Martín Prieto

Un golpe de Estado

La historiografía de los golpes de Estado pone demasiado énfasis en las asonadas de los espadones. El siglo XIX y el primer tercio del XX configuraron una España de pronunciamientos y cuartelazos, y pareciera que los golpes de una insurgencia civil no los tuviéramos catalogados. El fascismo tomó el poder con una marcha sobre Roma del matonismo civil vestido con camisa negra, y el Nacional Socialismo llegó a la Cancillería removiendo la violencia callejera pero acudiendo recurrentemente a las urnas hasta alcanzar una mayoría por exclusión. Hitler y Mussolini fueron los primeros teóricos del derecho a decidir que destripó Europa en dos capítulos. «Teoría y técnica del golpe de Estado», de Curzio Malaparte, enseña la manipulación de las masas para tomar al asalto una sociedad civil angustiada o desinformada. El golpismo no se limita a copar el Congreso, tal como Tejero y asociados, sino que también puede consistir en una demorada, lentísima e inflexible intoxicación de las conciencias hasta conducirlas al Aleph, el punto que reúne todos los puntos, y donde la ruptura con la legalidad es la bisagra que abre la puerta a felicidades insólitas.
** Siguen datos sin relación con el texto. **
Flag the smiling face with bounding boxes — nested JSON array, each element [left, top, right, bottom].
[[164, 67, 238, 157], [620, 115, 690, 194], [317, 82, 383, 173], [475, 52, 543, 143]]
Un trampantojo. El objetivo onírico de nuestro separatismo es la desaparición de España, una de las más viejas naciones del mundo. La hipótesis de una segregación expansiva de Cataluña (Baleares, Valencia y hasta un pueblito corso) arrastraría un País Vasco abduciendo a Navarra, y alimentaría la minoría radical galleguista. Quedaría una Castilla ampliada que no se reclamaría de la Hispania de la romanización sino de la Iberia tribal. Mas es actor secundario en el esperpento de la Asamblea y el Ómnium urdiendo un golpe de Estado civil que se estudiara en la Universidad o en el Teatro. Desde el código de Hammurabi, el primero historiado, la civilización avanza por el respeto a la Ley que se va modificando sobre ella misma. Incitar a las masas a que enfrenten en las calles la legalidad del Estado es sedición.